AMA Alexi Marmot Associates first developed workplace design strategies for IBM in the 1990s, and has more recently acted as consultants for Seattle’s Bill and Melinda Gates Foundation (onoffice 66). AMA has developed standardised assessment tools, called WorkWare, that assess how buildings are used and its occupants’ opinions. It uses a mix of questionnaires, observational surveys, interviews and focus groups, with the added benefit of benchmarking data from previous surveys – some 60,000 desks’ worth – that reveals what that data means. AMA director Joanna Eley says: “We collect data because we believe evidence improves decision making. It creates new layers of understanding about what’s going on in particular type of workplace.” She adds that it also “makes it easier to communicate with people about what’s really going on” – so, for example, clients are more readily persuaded to move towards non-assigned desks if there is strong evidence of low desk utilisation, or significant business is already being conducted in meeting rooms, corridors, the canteen, or off the premises.
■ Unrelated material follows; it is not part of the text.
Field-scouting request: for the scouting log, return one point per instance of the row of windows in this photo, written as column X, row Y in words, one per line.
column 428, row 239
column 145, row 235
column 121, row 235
How does a multi-national, multi-disciplinary firm disseminate and manage research? Woods Bagot has its own research arm, Public, to which it devotes 2% of revenue, and a searchable intranet portal for accessing the latest information. Arney agrees with Eley that EBD can make life easier when it comes to pushing through change: “It is more demanding at the front end, so that the resource curve is closer to the front, in terms of the work you need to do. But it’s certainly a hell of a lot more rewarding for our client, be they end users of corporate office space, or developers who want to make sure that they are most aligned to what their clients want.”
Just as key, though, is creating a research-friendly culture, says Arney, “applying it on day one of a project, and making it really acceptable to all our people.” Woods Bagot publishes its research – “I think an organisation of our size has an obligation to the profession, and a duty to the environment, to share this information” – but that’s not the norm. The issue of post-occupancy study is a crucial one: such documentation should be the building blocks for ever-better workplaces, but rarely is a firm as interested in evaluating their new workplace as Macquarie were – Arney puts it down to the fact that they’re a bank, and thus obsessed with evaluating and putting a figure on everything (Macquarie has worked out that its new building will save it an impressive AUS$10m a year over ten years).
Richard Francis laments the fact that he cannot categorically say to clients that a certain type of building will boost performance: “The feedback mechanism, the collection of data, the experience-based results – they’re just not there. We’re constantly examining prototypes; we should be further along than that.” Francis is the new chair of the BCO’s environmental sustainability group, and says that he will be pushing the EBD agenda via the BCO’s research and discussion programme. So, while no one’s going to be proving the communications effectiveness of a feature staircase any time soon, what might happen is the creation of a more open culture of information-sharing, which in turn might find a way to place a tangible value on good workplace design.